Motor and generator principle of operations

The rotating magnetizing field represented by the space vector Bm (or, equivalently by the magnetizing current Im) moves at the synchronous speed ωs with respect to a stator (or stationary) observer and at the slip speed ωsl = ωs - ωm with respect to a rotor observer. In the motor mode of operation where ωm< ωs, the rotor effectively moves backwards (clockwise) with respect to the field, inducing in each bar a voltage having the polarity indicated and a magnitude proportional to slip velocity u and to the field strength acting on the bar (in accordance with the flux-cutting rule v = Blu). Since the magnetic field is sinusoidally distributed in space, so will the induced voltages in the rotor bars. Ignoring the effects of rotor leakage ( i.e. assuming that the rotor is purely resistive), the resulting rotor currents are in phase with the induced voltages and are thus sinusoidally distributed in space varying sinusoidally in time at slip frequency; they may then be represented by the space vector Ir which rotate at the slip speed ωsl with respect to the rotor and at synchronous speed ωs with respect to the stator. Because Bm cannot change with a fixed stator input voltage (in accordance with Faraday's law), a stator space vector IR is created in order to compensate for the rotor effects so that the resultant stator current becomes Is = IR + Im.

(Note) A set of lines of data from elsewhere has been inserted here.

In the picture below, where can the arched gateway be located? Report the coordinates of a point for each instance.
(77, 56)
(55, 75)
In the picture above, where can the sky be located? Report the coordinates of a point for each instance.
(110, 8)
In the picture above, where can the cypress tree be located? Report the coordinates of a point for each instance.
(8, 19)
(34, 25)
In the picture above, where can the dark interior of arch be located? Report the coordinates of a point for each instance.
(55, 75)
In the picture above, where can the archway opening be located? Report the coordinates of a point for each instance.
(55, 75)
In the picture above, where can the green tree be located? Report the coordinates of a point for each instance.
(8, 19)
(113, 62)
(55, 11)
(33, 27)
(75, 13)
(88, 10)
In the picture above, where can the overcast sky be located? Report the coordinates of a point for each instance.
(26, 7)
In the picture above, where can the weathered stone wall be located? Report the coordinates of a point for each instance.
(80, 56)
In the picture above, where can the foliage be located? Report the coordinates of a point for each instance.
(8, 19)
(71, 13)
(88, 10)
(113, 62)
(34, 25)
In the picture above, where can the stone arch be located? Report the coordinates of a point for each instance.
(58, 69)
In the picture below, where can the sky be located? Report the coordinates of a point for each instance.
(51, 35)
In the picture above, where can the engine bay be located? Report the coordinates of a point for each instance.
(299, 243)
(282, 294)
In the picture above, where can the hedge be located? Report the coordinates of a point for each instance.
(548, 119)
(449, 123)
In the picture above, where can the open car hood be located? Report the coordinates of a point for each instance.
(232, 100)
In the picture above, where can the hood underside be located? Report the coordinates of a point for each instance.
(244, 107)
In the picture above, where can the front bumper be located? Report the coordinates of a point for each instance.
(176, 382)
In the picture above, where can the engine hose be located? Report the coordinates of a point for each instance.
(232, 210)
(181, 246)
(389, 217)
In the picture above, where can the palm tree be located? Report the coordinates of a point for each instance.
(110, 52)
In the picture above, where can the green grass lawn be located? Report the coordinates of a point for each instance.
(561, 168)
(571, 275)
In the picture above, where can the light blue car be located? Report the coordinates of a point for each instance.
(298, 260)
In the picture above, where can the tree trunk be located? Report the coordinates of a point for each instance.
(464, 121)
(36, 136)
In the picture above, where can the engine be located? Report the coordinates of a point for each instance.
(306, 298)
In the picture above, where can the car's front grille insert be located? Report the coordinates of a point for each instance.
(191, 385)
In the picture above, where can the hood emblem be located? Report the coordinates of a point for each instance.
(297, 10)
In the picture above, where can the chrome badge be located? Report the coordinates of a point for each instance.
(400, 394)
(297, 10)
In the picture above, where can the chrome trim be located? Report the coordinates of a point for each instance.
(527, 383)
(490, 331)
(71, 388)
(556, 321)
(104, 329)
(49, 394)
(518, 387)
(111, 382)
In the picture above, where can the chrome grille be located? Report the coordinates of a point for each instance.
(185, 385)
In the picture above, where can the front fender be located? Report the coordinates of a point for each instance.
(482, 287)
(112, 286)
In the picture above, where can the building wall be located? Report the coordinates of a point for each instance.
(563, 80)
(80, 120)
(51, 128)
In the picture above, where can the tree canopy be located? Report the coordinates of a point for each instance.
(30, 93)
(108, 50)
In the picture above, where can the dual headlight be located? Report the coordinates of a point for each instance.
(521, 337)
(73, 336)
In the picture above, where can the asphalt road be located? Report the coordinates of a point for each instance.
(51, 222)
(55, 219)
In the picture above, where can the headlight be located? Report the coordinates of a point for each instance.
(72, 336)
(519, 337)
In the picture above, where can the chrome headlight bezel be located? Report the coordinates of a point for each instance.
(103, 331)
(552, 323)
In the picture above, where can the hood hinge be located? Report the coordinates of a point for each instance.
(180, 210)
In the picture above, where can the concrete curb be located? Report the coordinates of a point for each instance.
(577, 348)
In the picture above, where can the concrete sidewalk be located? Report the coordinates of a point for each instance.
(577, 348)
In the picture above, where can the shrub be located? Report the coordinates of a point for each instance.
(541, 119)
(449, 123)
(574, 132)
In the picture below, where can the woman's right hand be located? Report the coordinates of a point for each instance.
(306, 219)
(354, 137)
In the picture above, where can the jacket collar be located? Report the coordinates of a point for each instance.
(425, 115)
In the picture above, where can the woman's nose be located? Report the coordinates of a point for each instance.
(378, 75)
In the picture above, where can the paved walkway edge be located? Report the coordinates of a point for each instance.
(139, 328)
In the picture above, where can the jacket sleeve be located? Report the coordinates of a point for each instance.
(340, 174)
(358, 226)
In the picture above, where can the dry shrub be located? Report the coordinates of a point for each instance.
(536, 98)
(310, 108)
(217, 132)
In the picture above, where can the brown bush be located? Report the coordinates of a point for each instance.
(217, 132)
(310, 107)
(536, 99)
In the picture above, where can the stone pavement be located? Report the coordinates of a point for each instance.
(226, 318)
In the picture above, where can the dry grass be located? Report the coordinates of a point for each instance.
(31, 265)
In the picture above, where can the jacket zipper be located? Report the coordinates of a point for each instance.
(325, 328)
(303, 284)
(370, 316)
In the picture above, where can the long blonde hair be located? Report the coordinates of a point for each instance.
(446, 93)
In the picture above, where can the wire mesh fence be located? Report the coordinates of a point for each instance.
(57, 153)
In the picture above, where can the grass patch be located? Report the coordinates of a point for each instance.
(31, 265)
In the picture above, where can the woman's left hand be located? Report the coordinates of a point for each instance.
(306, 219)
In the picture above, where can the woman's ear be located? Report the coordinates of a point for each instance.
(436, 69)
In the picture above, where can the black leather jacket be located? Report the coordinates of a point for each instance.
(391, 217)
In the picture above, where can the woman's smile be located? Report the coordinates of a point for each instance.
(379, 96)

The electromagnetic force exerted on a rotor bar can be derived from the f = Bli rule and it is acting in the positive or anticlockwise direction (same as rotor speed) in the present case of a motor. The resultant torque developed on the rotor also acts in the same direction. Follow the path taken by one rotor bar as it travels around, observing the polarity and magnitude (described by the size) of the bar current.

In the case of a generator where ωm > ωs, all polarities and directions are reversed as can be observed in the right figure (except for the magnetizing component).